Artigo 335 – As competências da próxima década – parte V

“Gestão de pessoas – a quarta da lista”

Desde a revolução agrícola, aproximadamente 14.000 anos atrás, quando deixamos de ser nômades e passamos a nos fixar na terra e viver em comunidades, o mundo sofreu grandes transformações. A religiões monoteístas chegaram e criaram a máxima de que o homem é um servo de Deus e que alguns homens (reis e membros da igreja) eram a única ponte entre nós e essa força maior. Em nome de Deus (cada um com o seu), fizemos e ainda fazemos coisas das mais questionáveis ao longo da história, mas, sempre, com a justificativa de que o homem não é o diretor da peça, mas, apenas, um ator com um roteiro já definido.

Depois da revolução industrial e com a ascensão recente da ciência e da tecnologia, passamos para uma nova fase – a de buscar novos significados para a vida, novas formas de viver mais, curar doenças e tornar a vida mais feliz.
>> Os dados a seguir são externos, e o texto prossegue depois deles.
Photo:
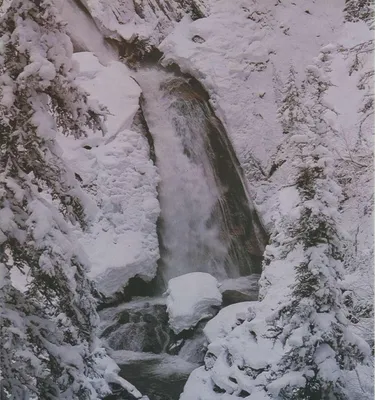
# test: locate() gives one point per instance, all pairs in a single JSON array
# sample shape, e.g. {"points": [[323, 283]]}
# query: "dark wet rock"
{"points": [[241, 289]]}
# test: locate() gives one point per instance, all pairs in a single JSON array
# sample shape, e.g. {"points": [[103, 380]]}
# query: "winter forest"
{"points": [[186, 199]]}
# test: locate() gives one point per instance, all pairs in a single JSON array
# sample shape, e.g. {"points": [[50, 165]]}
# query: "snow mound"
{"points": [[191, 298], [119, 178], [226, 320]]}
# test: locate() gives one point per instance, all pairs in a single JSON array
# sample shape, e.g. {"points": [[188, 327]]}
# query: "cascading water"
{"points": [[206, 222]]}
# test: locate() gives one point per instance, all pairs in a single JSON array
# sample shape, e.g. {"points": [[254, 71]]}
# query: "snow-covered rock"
{"points": [[191, 298], [240, 289], [120, 179]]}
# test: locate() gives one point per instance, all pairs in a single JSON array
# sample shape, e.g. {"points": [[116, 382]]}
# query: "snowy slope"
{"points": [[117, 173], [242, 52]]}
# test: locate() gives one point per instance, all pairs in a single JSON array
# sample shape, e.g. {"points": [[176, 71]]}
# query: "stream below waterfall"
{"points": [[207, 224]]}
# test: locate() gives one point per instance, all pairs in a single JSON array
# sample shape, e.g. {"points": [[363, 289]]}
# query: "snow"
{"points": [[116, 171], [242, 59], [191, 298], [224, 322]]}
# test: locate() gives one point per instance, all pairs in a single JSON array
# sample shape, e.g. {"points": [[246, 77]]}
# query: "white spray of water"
{"points": [[188, 190]]}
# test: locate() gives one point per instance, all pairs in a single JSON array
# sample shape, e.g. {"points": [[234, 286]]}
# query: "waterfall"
{"points": [[207, 223]]}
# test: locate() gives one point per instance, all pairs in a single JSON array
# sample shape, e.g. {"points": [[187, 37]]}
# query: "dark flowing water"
{"points": [[207, 221]]}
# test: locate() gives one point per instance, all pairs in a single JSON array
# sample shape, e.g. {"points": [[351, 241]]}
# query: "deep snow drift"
{"points": [[242, 53]]}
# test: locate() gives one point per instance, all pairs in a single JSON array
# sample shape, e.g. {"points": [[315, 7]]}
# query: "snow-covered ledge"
{"points": [[191, 298]]}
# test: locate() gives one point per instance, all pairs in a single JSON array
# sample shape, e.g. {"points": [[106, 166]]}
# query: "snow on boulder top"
{"points": [[227, 318], [191, 298]]}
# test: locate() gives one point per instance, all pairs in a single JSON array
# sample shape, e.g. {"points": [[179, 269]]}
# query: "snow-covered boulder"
{"points": [[191, 298], [240, 289], [227, 319]]}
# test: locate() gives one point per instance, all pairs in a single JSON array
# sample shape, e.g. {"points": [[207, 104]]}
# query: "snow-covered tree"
{"points": [[356, 10], [48, 347], [316, 336]]}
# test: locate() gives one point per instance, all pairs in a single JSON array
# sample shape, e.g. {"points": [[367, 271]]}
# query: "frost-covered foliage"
{"points": [[312, 327], [297, 342], [48, 347], [291, 112], [356, 10]]}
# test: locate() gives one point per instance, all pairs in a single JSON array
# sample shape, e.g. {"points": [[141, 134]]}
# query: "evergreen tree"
{"points": [[291, 112], [48, 347], [318, 342]]}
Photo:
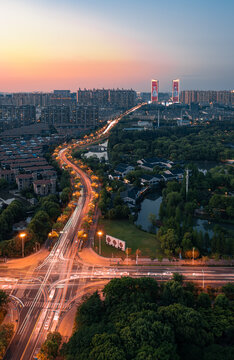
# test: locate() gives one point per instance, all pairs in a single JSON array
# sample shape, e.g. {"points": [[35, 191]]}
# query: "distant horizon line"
{"points": [[91, 89]]}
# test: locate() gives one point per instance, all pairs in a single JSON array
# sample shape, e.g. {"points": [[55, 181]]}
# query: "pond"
{"points": [[150, 205]]}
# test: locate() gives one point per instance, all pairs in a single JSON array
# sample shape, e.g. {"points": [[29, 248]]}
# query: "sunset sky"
{"points": [[67, 44]]}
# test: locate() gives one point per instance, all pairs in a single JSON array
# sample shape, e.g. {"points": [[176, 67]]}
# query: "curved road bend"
{"points": [[40, 311]]}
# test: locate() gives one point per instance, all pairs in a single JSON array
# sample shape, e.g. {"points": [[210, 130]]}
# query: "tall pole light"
{"points": [[100, 233], [22, 236]]}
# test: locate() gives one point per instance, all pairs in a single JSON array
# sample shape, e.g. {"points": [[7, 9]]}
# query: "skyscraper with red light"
{"points": [[154, 90], [175, 90]]}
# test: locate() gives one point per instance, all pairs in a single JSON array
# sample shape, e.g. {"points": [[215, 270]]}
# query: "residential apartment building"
{"points": [[55, 114], [107, 97], [85, 116], [204, 97]]}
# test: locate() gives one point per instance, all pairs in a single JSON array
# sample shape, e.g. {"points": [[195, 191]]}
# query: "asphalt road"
{"points": [[46, 293]]}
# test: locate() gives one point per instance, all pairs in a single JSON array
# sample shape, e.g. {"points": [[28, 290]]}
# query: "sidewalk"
{"points": [[12, 316], [34, 259], [89, 256]]}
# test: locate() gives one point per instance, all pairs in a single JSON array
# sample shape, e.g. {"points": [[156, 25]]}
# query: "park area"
{"points": [[128, 232]]}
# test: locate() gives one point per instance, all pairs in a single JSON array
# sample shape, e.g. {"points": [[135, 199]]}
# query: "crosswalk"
{"points": [[42, 305]]}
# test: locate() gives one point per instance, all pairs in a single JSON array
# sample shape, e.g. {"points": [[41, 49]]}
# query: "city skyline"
{"points": [[88, 45]]}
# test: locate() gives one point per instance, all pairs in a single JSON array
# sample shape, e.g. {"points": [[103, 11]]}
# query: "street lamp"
{"points": [[22, 236], [203, 282], [100, 233]]}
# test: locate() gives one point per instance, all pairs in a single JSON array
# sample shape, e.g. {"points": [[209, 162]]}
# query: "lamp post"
{"points": [[203, 280], [100, 233], [22, 236]]}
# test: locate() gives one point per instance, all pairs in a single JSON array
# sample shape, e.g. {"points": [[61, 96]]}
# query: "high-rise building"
{"points": [[16, 116], [206, 97], [175, 90], [154, 90], [103, 97], [55, 114], [85, 116]]}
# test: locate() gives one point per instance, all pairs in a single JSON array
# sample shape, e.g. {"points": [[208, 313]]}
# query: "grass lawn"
{"points": [[135, 239]]}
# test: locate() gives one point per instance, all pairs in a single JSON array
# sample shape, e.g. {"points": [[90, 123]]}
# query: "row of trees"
{"points": [[140, 319], [177, 215], [176, 143], [13, 213]]}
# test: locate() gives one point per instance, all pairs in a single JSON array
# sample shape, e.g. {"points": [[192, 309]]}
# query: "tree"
{"points": [[50, 347], [222, 301], [204, 301], [169, 241]]}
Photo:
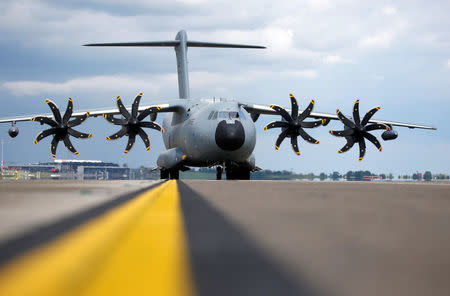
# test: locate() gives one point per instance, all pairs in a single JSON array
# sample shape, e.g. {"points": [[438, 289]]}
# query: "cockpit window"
{"points": [[234, 115], [241, 114]]}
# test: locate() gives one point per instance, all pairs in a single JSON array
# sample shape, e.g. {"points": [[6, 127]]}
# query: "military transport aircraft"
{"points": [[208, 132]]}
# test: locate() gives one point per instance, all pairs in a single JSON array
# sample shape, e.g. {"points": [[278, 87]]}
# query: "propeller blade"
{"points": [[45, 120], [306, 112], [147, 112], [282, 112], [294, 106], [69, 111], [350, 143], [374, 140], [345, 120], [280, 139], [376, 126], [294, 144], [362, 148], [135, 105], [369, 115], [122, 132], [311, 124], [122, 108], [275, 124], [44, 134], [325, 121], [150, 124], [131, 139], [54, 145], [356, 113], [77, 134], [144, 138], [116, 121], [69, 145], [307, 137], [78, 120], [55, 110], [343, 133]]}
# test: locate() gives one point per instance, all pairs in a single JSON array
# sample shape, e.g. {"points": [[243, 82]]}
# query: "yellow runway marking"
{"points": [[137, 248]]}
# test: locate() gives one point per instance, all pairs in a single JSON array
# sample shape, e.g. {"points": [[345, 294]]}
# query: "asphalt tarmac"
{"points": [[283, 237]]}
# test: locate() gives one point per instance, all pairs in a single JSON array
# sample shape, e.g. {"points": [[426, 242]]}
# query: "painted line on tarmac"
{"points": [[137, 247]]}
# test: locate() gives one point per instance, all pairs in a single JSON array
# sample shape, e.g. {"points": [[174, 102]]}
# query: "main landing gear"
{"points": [[237, 172], [173, 174]]}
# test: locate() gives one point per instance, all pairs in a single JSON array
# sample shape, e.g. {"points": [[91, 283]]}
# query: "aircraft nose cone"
{"points": [[230, 136]]}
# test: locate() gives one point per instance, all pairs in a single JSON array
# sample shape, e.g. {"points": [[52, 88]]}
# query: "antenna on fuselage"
{"points": [[180, 44]]}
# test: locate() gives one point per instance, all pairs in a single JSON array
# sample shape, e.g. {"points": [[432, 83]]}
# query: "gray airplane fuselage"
{"points": [[210, 132]]}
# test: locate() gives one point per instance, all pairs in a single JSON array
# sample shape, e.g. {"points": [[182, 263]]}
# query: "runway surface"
{"points": [[224, 238]]}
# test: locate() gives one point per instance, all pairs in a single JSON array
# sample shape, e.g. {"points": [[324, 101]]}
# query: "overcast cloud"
{"points": [[390, 54]]}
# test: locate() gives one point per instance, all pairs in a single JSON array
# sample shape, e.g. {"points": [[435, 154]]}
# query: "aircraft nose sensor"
{"points": [[230, 137]]}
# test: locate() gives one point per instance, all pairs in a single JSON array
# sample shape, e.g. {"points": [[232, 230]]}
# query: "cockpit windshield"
{"points": [[223, 114]]}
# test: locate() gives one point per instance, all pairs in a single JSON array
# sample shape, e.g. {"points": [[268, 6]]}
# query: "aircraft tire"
{"points": [[164, 174], [174, 174]]}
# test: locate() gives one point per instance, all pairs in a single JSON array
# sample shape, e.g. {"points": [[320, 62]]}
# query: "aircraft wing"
{"points": [[158, 108], [263, 109]]}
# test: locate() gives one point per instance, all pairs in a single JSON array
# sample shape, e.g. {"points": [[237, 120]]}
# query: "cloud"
{"points": [[379, 40], [335, 59], [152, 84], [389, 10]]}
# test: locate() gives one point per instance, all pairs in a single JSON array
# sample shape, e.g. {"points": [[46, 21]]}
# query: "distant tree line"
{"points": [[147, 173]]}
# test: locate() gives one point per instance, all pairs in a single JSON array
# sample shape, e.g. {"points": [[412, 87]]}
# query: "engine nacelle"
{"points": [[389, 135], [13, 131]]}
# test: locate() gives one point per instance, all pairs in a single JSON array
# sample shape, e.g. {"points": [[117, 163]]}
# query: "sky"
{"points": [[393, 54]]}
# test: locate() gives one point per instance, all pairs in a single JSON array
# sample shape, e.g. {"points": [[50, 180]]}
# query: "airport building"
{"points": [[71, 169]]}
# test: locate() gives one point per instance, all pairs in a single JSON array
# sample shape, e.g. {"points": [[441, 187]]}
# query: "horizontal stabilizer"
{"points": [[175, 43], [146, 43], [223, 45]]}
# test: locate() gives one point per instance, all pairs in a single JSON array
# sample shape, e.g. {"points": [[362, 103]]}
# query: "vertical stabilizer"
{"points": [[183, 76]]}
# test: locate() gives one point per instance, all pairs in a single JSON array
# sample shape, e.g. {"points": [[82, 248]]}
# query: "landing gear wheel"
{"points": [[237, 173], [219, 171], [164, 174], [174, 174]]}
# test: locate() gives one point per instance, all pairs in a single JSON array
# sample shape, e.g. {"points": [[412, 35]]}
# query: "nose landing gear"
{"points": [[219, 171]]}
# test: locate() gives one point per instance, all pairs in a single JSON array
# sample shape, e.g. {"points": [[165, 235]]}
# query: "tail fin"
{"points": [[180, 44]]}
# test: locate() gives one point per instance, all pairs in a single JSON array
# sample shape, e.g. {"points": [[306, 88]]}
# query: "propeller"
{"points": [[292, 125], [357, 131], [61, 128], [132, 123]]}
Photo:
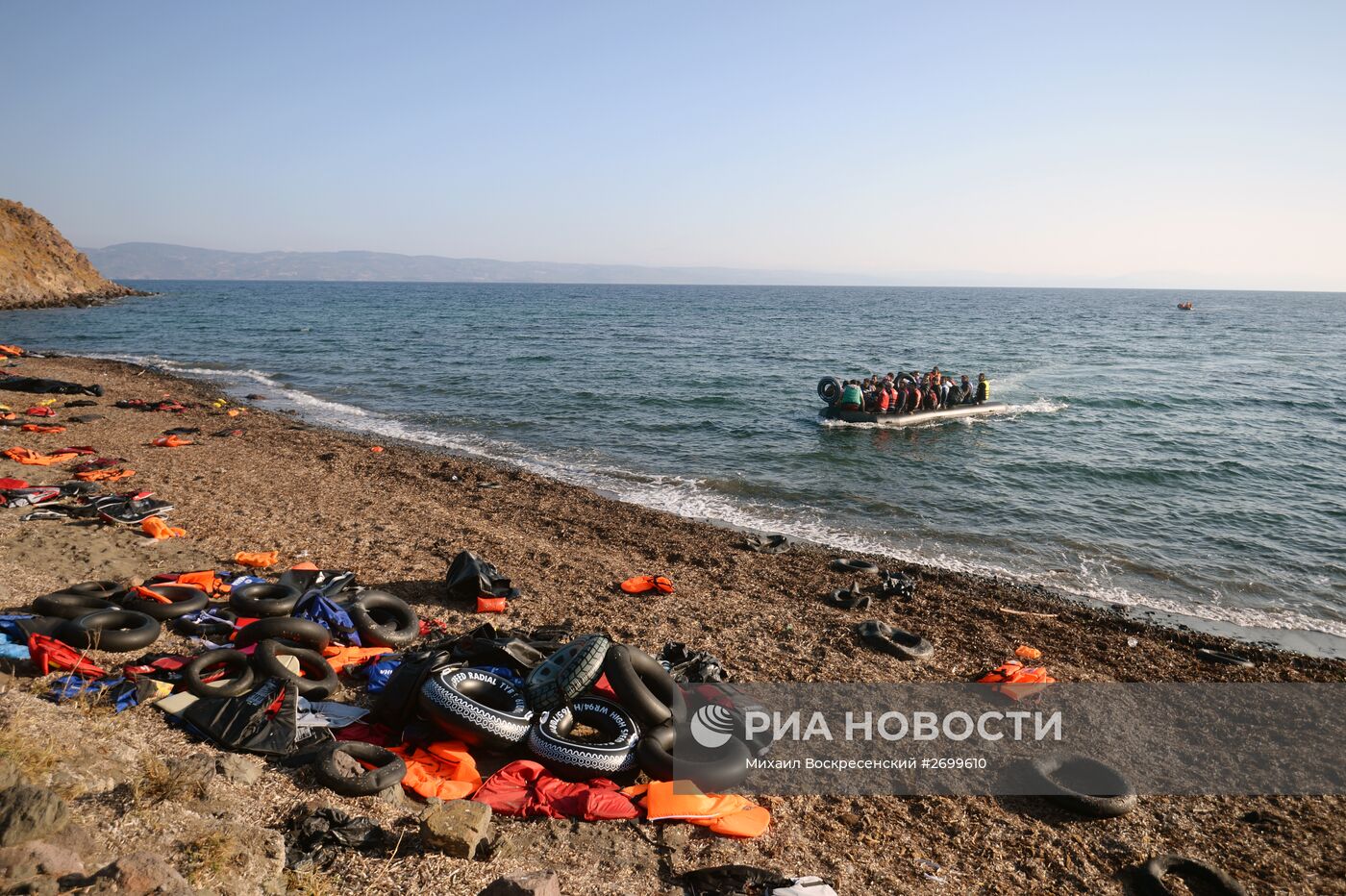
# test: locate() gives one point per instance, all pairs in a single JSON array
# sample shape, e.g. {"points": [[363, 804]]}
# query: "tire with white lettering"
{"points": [[477, 707], [567, 673], [610, 754]]}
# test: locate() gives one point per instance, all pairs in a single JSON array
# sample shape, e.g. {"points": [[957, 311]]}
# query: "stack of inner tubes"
{"points": [[641, 720], [93, 618]]}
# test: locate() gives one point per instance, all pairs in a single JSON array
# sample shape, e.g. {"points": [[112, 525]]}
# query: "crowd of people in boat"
{"points": [[908, 393]]}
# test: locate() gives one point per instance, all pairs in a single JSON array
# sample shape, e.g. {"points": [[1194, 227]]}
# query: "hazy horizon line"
{"points": [[1140, 280]]}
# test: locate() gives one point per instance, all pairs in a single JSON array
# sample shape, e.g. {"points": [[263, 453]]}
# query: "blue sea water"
{"points": [[1193, 463]]}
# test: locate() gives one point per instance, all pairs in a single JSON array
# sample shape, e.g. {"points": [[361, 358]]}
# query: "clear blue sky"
{"points": [[1034, 138]]}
Hoje, em um momento onde guerras, doenças e fome, comparado com os séculos de sociedade agrícola e industrial, têm menor impacto, surge a nova “constituição” mundial, que poderia até ser praticamente chamada de religião – o humanismo.

O homem hoje está no centro do poder. Depois que descobrimos que a ciência é capaz de muito mais coisas do que qualquer um poderia imaginar, as entidades superiores têm perdido certo protagonismo, e o homem pode, enfim, assumir o comando do seu próprio destino. Felicidade e imortalidade estão na ordem do dia e na agenda do homem moderno.

No mundo do trabalho, não é diferente. As empresas se tocaram, depois de muito tempo, que não adianta ter as melhores instalações, máquinas e softwares. Sem pessoas competentes, motivadas e engajadas, tudo vira pó, mais cedo ou mais tarde. Os prêmios “Melhor empresa para se trabalhar” pipocam por aí. Muitas querem ganhar, até para mostrar aos jovens talentos que trabalhar ali é mais legal do que em qualquer outro lugar. Uma vez, tive acesso às perguntas feitas em uma dessas pesquisas e constatei que 80% das perguntas estão alicerçadas não em remuneração, benefícios e promoções, mas em clima de trabalho, relações com colegas e, principalmente, no papel do chefe e dos líderes da empresa. Portanto, não é surpresa que uma das 10 competências que mais serão valorizadas na próxima década seja exatamente esta – a gestão de pessoas. Quem souber como atrair, reter, motivar e engajar bons profissionais, será protagonista na próxima década.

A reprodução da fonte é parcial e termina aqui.